A diamond’s color was closely tied to the caste system, where kings were allowed to wear all the different colors while other castes were restricted to one or two specific ranges of colors. For instance, red for the warriors and knights (the Kshatriyas), Black and gray diamonds could be owned by artisans and peasants (the Shudras), yellow for the landowners and merchants (the Vaishyas), and white for the priests (Brahmins).
As diamonds made their way through Europe, natural color diamonds were appreciated as the most rare and precious stones. However, just like colorless diamonds, they were reserved solely for men — for kings, nobles, and the wealthy. In the 15th century, it took the boldness of a brave woman to change this.
As the story goes, noblewoman Agnès Sorel showed up at the French court wearing a diamond necklace, which, along with her reported beauty, caught the eye of the French King Charles VII, who made her his
official mistress and gifted her a 5-carat, pink diamond ring. A new trend was launched both for women wearing diamonds and for natural color diamonds being a symbol of beauty and power combined.
During the 18th century, more unique colors were discovered on almost every continent. In 1725, new mines opened in Brazil, and a wide range of colors, including beautiful blue and red diamonds, were discovered. In Borneo, the Dutch West Indies Company was given the monopoly of the island’s diamond
production. Many of the diamonds found there were yellow and brown, while exceptional red, blue and green diamonds were also unearthed.
In the 20th century, Russia contributed with gray, brown, olive and purple diamonds; while brown, pink and blue diamonds were discovered in Australia in 1986.
ANTWERP IN THE 20TH CENTURY
The turn of the 20th century marked the beginning of an era of prosperity for superior jewelry, and some of the most talented houses started using natural color diamonds for their Art Nouveau designs, which is exactly what sparked interest in these rare treasures again.
Before World War II, only 10% of engagement rings featured diamonds, but the carefully crafted De Beers campaign in 1948 for “A Diamond Is Forever” drove demand up for colorless diamonds in engagement rings.
Antwerp was buzzing with this demand, keeping all kinds of craftsmen thriving, including traders, polishers and jewelry makers. Among all these thousands of people hard at work in the diamond industry, almost no one was working with or collecting natural color diamonds. The focus was uniquely on colorless diamonds, which caused natural color diamonds to be forgotten for several decades.
However, in the 1960s, a few visionary collectors, among them Arthur Langerman, began trading natural color diamonds and continued to revive interest in color over the ’70s and ’80s. And by 1987, the world took notice again when a circular-cut, 0.95 carat, fancy-purplish-red diamond sold for a record-breaking $880,000 at Christie’s New York.
Celebrity culture and general access to global media have ushered in a new era for color diamonds. With world-famous personalities wearing unique jewelry and engagement rings featuring natural color diamonds, interest has spiked.
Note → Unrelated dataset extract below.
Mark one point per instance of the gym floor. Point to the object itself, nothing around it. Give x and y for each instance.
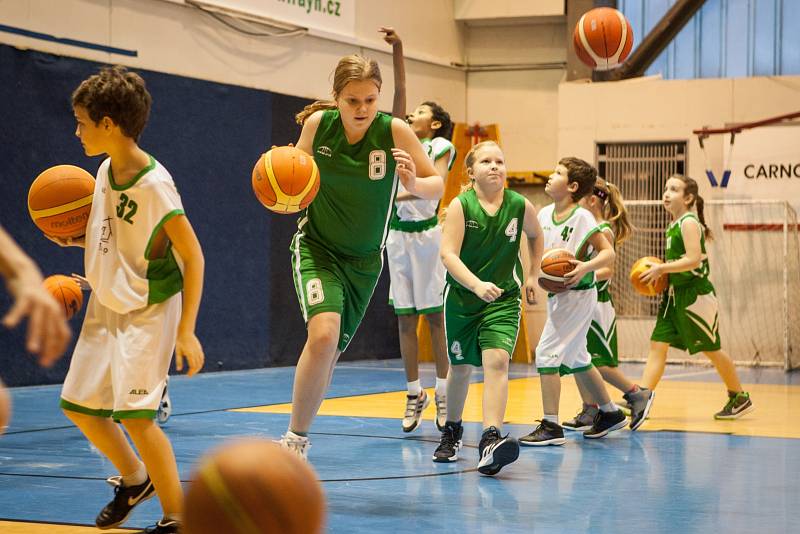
(681, 472)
Meanwhile, the closing of the Argyle mine, which has supplied 90% of the world’s pink and a significant amount of brown diamonds, means that scarcity lends another alluring element to the interest in natural color diamonds.
While all diamonds are forever, color diamonds are for connoisseurs and Renaissance people.
Image: Rough color diamonds in a variety of colors and shapes. (Langerman Diamonds)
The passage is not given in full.